Goodbye women’s weightlifting. The International Olympic Committee announced they have allowed New Zealander Laurel Hubbard, a transgender athlete – a biological man who identifies as a woman – to compete in the women’s weightlifting Olympic competition.

Hubbard had competed in the men’s weightlifting competition before transitioning in 2013.

The IOC is allowing Hubbard to compete because testosterone levels are below a certain number. But, of course, there is the biological factor to consider of bone density and muscle mass, which can give biological men a huge advantage in sporting events, particularly weightlifting.

Reuters wrote that “Belgian weightlifter Anna Vanbellinghen said last month allowing Hubbard to compete at Tokyo was unfair for women and ‘like a bad joke’.”
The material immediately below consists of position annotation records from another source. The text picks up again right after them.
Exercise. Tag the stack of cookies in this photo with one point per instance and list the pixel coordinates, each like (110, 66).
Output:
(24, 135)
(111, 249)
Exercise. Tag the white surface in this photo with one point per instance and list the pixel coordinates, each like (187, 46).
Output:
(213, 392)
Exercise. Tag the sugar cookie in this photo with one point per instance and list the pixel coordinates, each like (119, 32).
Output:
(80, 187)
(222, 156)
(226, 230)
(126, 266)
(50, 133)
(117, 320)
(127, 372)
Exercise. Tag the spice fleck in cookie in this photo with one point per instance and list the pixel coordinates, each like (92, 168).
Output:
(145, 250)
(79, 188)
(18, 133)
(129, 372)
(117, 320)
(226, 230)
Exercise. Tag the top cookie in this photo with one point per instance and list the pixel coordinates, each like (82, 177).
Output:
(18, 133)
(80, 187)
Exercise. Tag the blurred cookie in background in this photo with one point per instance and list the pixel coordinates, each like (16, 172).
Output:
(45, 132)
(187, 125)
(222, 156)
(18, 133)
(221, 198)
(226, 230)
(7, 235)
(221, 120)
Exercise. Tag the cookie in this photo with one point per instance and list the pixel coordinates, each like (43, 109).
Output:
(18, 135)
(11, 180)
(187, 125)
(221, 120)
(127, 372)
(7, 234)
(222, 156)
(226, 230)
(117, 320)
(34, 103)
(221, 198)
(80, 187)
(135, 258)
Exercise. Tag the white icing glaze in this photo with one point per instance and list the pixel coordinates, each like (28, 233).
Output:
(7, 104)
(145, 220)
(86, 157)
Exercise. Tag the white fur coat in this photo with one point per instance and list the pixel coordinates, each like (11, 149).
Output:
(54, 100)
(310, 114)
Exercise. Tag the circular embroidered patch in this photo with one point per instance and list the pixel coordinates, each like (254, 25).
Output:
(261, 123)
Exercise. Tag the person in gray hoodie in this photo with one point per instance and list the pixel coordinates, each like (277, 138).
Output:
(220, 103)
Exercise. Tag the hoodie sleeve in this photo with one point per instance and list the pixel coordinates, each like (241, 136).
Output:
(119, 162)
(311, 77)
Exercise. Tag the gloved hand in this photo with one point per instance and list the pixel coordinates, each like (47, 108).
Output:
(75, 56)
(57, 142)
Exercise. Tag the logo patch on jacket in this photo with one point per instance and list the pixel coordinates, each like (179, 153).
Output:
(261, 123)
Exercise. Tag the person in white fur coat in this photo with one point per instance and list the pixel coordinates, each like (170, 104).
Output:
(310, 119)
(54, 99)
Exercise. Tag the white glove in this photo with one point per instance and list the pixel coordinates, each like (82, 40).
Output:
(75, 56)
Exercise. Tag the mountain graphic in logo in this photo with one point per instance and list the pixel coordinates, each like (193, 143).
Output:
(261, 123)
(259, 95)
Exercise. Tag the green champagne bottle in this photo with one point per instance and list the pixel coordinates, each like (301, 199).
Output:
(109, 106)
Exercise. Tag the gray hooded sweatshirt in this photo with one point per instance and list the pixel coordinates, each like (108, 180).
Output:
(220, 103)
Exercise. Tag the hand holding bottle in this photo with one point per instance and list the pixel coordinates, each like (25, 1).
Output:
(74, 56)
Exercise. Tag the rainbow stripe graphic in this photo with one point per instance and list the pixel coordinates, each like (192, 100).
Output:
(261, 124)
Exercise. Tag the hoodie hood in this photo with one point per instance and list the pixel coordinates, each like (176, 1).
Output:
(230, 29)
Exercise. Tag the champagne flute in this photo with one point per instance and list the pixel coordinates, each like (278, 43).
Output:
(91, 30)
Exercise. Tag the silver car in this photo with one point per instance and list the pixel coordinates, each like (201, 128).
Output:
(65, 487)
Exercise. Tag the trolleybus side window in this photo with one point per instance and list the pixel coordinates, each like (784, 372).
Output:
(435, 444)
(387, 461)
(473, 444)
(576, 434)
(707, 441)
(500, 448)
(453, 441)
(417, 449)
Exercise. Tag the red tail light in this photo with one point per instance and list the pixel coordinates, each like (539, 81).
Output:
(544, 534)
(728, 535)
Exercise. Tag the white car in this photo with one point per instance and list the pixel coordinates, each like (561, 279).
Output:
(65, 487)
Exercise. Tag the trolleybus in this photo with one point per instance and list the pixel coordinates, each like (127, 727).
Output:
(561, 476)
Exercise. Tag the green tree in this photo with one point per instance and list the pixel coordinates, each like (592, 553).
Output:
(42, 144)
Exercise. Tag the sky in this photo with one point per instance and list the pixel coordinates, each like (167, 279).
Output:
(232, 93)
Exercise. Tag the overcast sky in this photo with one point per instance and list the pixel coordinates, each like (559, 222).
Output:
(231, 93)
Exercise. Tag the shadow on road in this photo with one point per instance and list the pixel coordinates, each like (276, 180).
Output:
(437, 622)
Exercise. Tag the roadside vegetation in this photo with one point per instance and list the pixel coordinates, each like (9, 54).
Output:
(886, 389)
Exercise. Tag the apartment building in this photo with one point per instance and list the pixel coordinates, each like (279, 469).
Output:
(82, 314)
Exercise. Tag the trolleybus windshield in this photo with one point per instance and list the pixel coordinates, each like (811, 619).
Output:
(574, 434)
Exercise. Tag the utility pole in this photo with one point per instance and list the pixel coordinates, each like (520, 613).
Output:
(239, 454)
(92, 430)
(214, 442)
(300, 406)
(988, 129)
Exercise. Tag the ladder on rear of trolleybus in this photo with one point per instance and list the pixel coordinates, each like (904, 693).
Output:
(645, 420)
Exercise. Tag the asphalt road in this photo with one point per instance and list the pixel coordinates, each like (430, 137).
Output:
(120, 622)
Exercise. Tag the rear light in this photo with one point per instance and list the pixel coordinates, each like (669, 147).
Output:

Athletes, nations, coaches, and others who come out against Hubbard for being accepted into the women’s weightlifting competition will no doubt be considered transphobic and unsupportive. This isn’t a matter of tolerance and acceptance, however. This is a matter of basic biology and how men and women’s bodies are constructed on a physiological level that no amount of hormones and surgery can alter.

This issue has received an enormous amount of attention in recent years as men have attempted to compete in women’s sports because they identify as women. One of our writers, Doug Johnson, summed it up in a post on this site back in February:

“Not only are we forcing our kids to accept the lie that you can change your gender, but they also have to be ok giving up their opportunities. They should have a choice in the matter, right? They should have the right and ability to speak up on their own behalf, right? We are literally putting a muzzle on our girls and telling them to just welcome boys and men taking over their sports.”

But what can the women weightlifters do at this point? Nothing. The IOC has spoken and now women who have dedicated years of training to their sport will be at a distinct disadvantage when they compete in the Tokyo Olympics. This is the end of women’s weightlifting and the beginning of the end of women’s sports.